Diffusion (or in full, the "Diffusion Server") is a high performance publish / subscribe server that provides scalable real-time data streaming. The platform picks up where libraries like socket.io leave off, to address the complex architectural challenges that arise when operating at scale. Small Diffusion clusters are capable of handling hundreds of thousands of client connections in a performant manner.

Because Diffusion is WebSocket based, it is ideally positioned to be used at the edge of an enterprise application to service fast, high volume message transmission across the web. It can integrate with other messaging platforms, for instance extending Apache Kafka, to ingest data from within an enterprise and distribute it beyond.

Messages are commonly in JSON format, but the platform supports numeric, string, and binary message formats, as well as time series variations of each of these.

When Diffusion handles messages it applies intelligent compression, conflation, and delta-streaming algorithms to minimise bandwidth. Proprietary flow control and back pressure monitoring algorithms are further applied to prevent network congestion and maintain high data throughput in an elastic manner.

Although the edge example is one common application of Diffusion, it may be employed internally within an enterprise, or on any scale to service specific messaging needs. Developer-friendly SDKs exist to make integration very easy in a wide range of platforms and languages.

Data structure

Within Diffusion, data is represented in a topic tree - a hierarchical structure of message nodes or "topics". The structure is completely dynamic, scalable, and can be user defined to suit a particular use case.

Illustration of a very simple topic tree in Diffusion Server, showing a hierarchy of of topics

Data transformation

Illustration of a very simple topic tree in Diffusion Server, showing a hierarchy of of topics

Central to the server function is the ability to shape data to suit individual clients or categories of client. New topics can be generated dynamically based upon in-flight data. These reference topics are defined using a rich "topic view" DSL. Topic views can be used to extract, combine, or expose data in different ways.

Considerations and applications

Real time data streaming presents technical challenges when building an application, particularly if starting with core technologies. These challenges quickly become apparent as an application scales.

Diffusion aims to address these challenges in a developer-friendly manner.

Example applications

  • A financial trading platform pushing live market data to thousands of concurrent users
  • A live sports or gaming application streaming real-time updates to 100,000+ connected clients
  • A collaborative tool (a shared whiteboard or document editor) requiring instant synchronization
  • An IoT dashboard displaying sensor data from thousands of devices simultaneously

In each case there are technical and architectural factors to consider, in order to ensure suitable performance and scalability. Some examples...
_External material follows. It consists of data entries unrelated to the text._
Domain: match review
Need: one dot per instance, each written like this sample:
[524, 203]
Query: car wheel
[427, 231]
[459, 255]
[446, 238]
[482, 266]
  • Robust support for many connections, with finite server resources
  • Horizontal scaling, with state synchronisation across scaled nodes
  • Reliable message ordering and delivery
  • Support for direct point-to-point message transmission in addition to publish / subscribe
  • A security model, with access controls for different classes of client
  • Runtime monitoring and provision of detailed live metrics

To address any of these requires considerable design and development effort, and while platforms like Redis and Kafka offer pub/sub solutions, those are not optimised for the high concurrency data streaming situation.

The Diffusion platform steps into this space and offers solutions in each area.

Summary

The Diffusion feature set is designed to support the heavy lifting of real-time messaging and data streaming.

Key features

  • Rich in-flight message transformation. Allowing new topics to be dynamically derived, transformed, or combined based upon data in encountered in an inbound topic message (or categories of message).
  • Proprietary bandwidth and flow control technology. Message compression, conflation, and delta streaming technology, combined with interactive monitoring and flow control. Minimising bandwidth and maximising data transfer.
  • Very low latency. Measured in millisecond range, even under high volume.
  • Robust permission and access control model. Allowing very fine-grained control of data visibility (and API feature accessibility) to different classes of client.
  • Wide ranging platform and language support. (Please refer to the SDKs menu to the left.)
  • Flexible procurement and deployment options. The Diffusion Server can be run natively 'on premise' in linux, mac, windows or dockerised environments, in a single server or clustered environment. A hosted offering is also available in Diffusion Cloud - minimising set up time, and providing a browser based control console.